Objects and Performance

knowledge, learning, objects, research

Objects and performance

Spencer Hazel (2015)

This line of investigation concerns the enactment of objects within theatrical performance, including their transformation from material resource to prop to socially situated object within a staged scene.

That Theatre Company

The study adopts an interaction analytic approach to investigate how theatre practitioners e.g. explore, discover, negotiate, learn and reproduce such representations of interaction. Producing recognisably realistic representations of social practices is part of what Burns (1972) has described as “authenticating conventions”, affording staged scenes credibility, as they draw on common-sense understandings of the social world that are shared by their audiences, including those members of the public who have more intimate knowledge of the settings being depicted.

In naturalistic performance, the appropriate use of objects (props) is one area that actors are required to get to grips with, as they work the objects into the course of the dramatic action, exploring how best to represent the authentic handling of objects relevant to the proceedings.

Why Not Theatre Company

The data instances where the actors work on enacting particular objects. By enactment, I mean here the bringing to life of a prop as a recognisable, situated object within a naturalistic representation of a particular activity.

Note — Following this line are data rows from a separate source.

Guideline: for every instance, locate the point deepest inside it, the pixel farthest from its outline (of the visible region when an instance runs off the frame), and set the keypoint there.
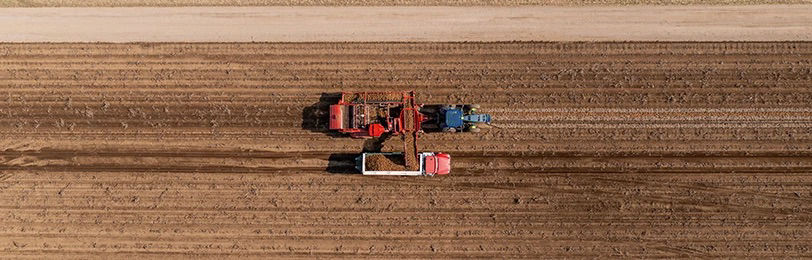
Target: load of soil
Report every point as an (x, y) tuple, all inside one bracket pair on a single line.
[(412, 163), (380, 162)]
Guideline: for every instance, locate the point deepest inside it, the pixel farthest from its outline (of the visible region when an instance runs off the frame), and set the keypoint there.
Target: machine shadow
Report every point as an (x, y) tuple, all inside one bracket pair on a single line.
[(342, 163), (316, 117)]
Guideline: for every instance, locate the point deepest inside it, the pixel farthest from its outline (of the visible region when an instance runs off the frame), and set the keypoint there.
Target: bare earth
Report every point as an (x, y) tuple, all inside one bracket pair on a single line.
[(133, 3), (643, 150), (308, 24)]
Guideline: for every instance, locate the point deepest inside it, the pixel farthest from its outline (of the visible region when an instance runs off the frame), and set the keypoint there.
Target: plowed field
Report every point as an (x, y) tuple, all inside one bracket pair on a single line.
[(600, 149)]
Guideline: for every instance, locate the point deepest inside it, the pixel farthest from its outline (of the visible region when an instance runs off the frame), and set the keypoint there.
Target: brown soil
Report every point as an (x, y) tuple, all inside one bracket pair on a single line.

The way in which these members organize their engagement frameworks around an object transforms it from one class of object to another. For example, a generic plastic tube becomes appropriated first as a theatre prop, then subsequently enacted as a catheter, with members drawing on diverse pools of professional knowledge. These transformations are occasioned through changes in how the members handle the tube, and how they jointly organize themselves around the enacted object. By presenting such handling as an informed approximation of (medical) professional competence, the performers enact objects as recognisably authentic artefacts for the setting being portrayed, and consequently display to a viewer how such objects are implicated in the procedures at hand.